Conclusion: The Gospel Cure
So what is the takeaway? Are we to simply try harder to be cheerful? No, a thousand times no. That is moralism, and moralism is just another way to dry up the bones. The solution is not to try to muster up joy. The solution is to go to the source of all joy.
The gospel of Jesus Christ is the only true medicine for a broken spirit. We are all born with broken spirits. We are born in sin, alienated from God, spiritually dead. Our bones are desert-dry. This is the condition of every man, woman, and child apart from grace. We see this pictured in the valley of dry bones in Ezekiel 37. The bones were very many, and they were very dry. There was no life in them.
What was the solution? The prophet was commanded to do two things: prophesy to the bones (preach the Word), and prophesy to the breath (call on the Spirit). And as the Word was preached and the Spirit moved, there was a rattling, and the bones came together, and sinews and flesh came upon them, and breath entered them, and they lived and stood on their feet, an exceedingly great army.
This is a picture of salvation. The preached Word of the gospel comes to us in our deadness. The Holy Spirit takes that Word and breathes life into our broken, dead spirits. He unites us to Christ. He gives us a new heart, a heart of flesh where there was a heart of stone. And with that new heart comes a new gladness, the joy of salvation.

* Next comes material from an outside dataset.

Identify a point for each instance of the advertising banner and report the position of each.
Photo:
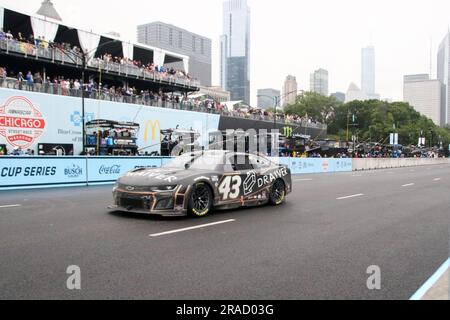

Therefore, the path to a glad heart is the path of faith and repentance. It is the daily application of the gospel. When your spirit begins to feel crushed, when your bones begin to feel dry, you must ask yourself: What lie am I believing? What sin am I cherishing? What am I looking to for life apart from Christ? You must preach the gospel to yourself. You remind yourself that you are justified by faith alone. You remind yourself that God is sovereign and good. You confess your sins, knowing that He is faithful and just to forgive you and to cleanse you from all unrighteousness. You cast your anxieties on Him, because He cares for you.
This is how the medicine is applied. It is not a one-time dose. It is the daily bread of faith in the finished work of Jesus Christ. He is the one who went to the cross with a broken spirit, who cried out "My God, my God, why have you forsaken me?" so that our spirits could be made whole. He endured the ultimate dryness of God's wrath so that we could be brought to the fountain of ultimate joy. A glad heart is not a personality type; it is a theological reality, purchased by the blood of Christ. And so, we must look to Him, the author and finisher of our faith, who for the joy that was set before Him endured the cross. In Him, and in Him alone, our spirits are healed, and our bones are made strong.